Changing stroke rehab and research worldwide now.Time is Brain! trillions and trillions of neurons that DIE each day because there are NO effective hyperacute therapies besides tPA(only 12% effective). I have 523 posts on hyperacute therapy, enough for researchers to spend decades proving them out. These are my personal ideas and blog on stroke rehabilitation and stroke research. Do not attempt any of these without checking with your medical provider. Unless you join me in agitating, when you need these therapies they won't be there.

What this blog is for:

My blog is not to help survivors recover, it is to have the 10 million yearly stroke survivors light fires underneath their doctors, stroke hospitals and stroke researchers to get stroke solved. 100% recovery. The stroke medical world is completely failing at that goal, they don't even have it as a goal. Shortly after getting out of the hospital and getting NO information on the process or protocols of stroke rehabilitation and recovery I started searching on the internet and found that no other survivor received useful information. This is an attempt to cover all stroke rehabilitation information that should be readily available to survivors so they can talk with informed knowledge to their medical staff. It lays out what needs to be done to get stroke survivors closer to 100% recovery. It's quite disgusting that this information is not available from every stroke association and doctors group.

Monday, February 2, 2026

Association between early depressive symptoms after stroke and trajectories of functional recovery among patients with acute ischemic stroke: a longitudinal study

'Associations' DO NOTHING FOR SURVIVOR RECOVERY! Are you that blitheringly stupid you don't know that survivors would like recovery rather than a completely fucking useless 'association'? 

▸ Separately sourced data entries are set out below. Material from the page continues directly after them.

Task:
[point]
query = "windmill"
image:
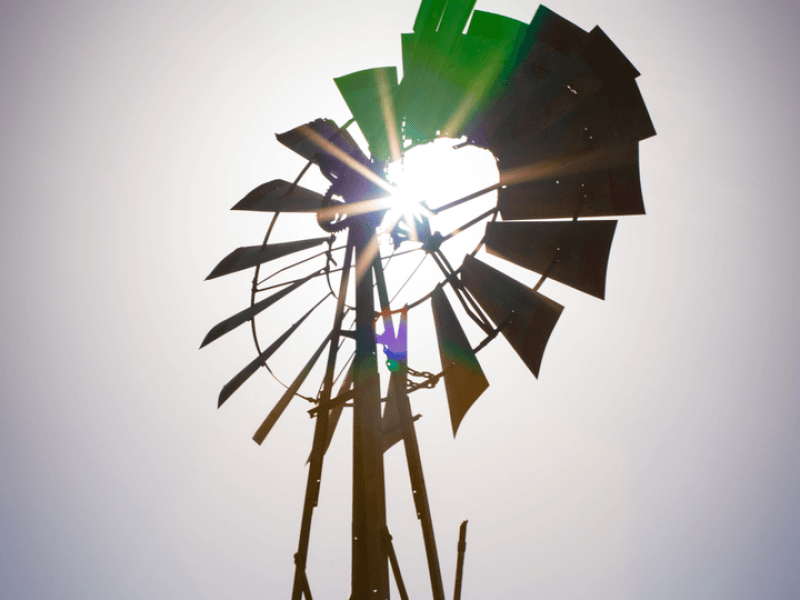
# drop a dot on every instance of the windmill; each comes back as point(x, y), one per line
point(560, 110)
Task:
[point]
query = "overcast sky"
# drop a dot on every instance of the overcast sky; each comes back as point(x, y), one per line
point(657, 457)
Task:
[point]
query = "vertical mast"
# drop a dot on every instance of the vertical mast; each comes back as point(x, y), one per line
point(370, 571)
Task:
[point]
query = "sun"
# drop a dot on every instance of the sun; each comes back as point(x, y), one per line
point(431, 175)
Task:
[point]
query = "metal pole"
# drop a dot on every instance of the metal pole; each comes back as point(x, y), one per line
point(462, 550)
point(301, 586)
point(420, 493)
point(370, 569)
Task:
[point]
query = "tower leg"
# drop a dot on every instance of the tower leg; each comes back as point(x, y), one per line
point(370, 569)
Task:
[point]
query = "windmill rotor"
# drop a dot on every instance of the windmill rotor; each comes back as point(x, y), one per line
point(559, 109)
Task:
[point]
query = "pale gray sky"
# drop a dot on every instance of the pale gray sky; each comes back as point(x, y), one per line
point(657, 457)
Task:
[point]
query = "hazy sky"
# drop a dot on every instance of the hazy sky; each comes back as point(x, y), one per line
point(657, 457)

Association between early depressive symptoms after stroke and trajectories of functional recovery among patients with acute ischemic stroke: a longitudinal study


Fanfan Li&#x;Fanfan Li1Xingjin Song,&#x;Xingjin Song1,2Cuicui Zhang,&#x;Cuicui Zhang1,3Chi PengChi Peng4Ting HuTing Hu1Xiue Wei
Xiue Wei1*Liangqun Rong
Liangqun Rong1*Haiyan Liu
Haiyan Liu1*
  • 1Department of Neurology, Second Affiliated Hospital of Xuzhou Medical University, Xuzhou, China
  • 2Graduate School of Xuzhou Medical University, Xuzhou, China
  • 3Department of Neurology, Beijing Tiantan Hospital, Capital Medical University, Beijing, China
  • 4Department of Emergency, Changhai Hospital, Naval Medical University, Shanghai, China

Background: Depressive symptoms are very common in the acute phase of stroke; however, its impact on distinct functional recovery trajectories in acute ischemic stroke (AIS) patients remains unclear. Our study aimed to depict the functional recovery trajectories within 6 months after stroke and explore the association of early depressive symptoms with these recovery patterns among AIS patients.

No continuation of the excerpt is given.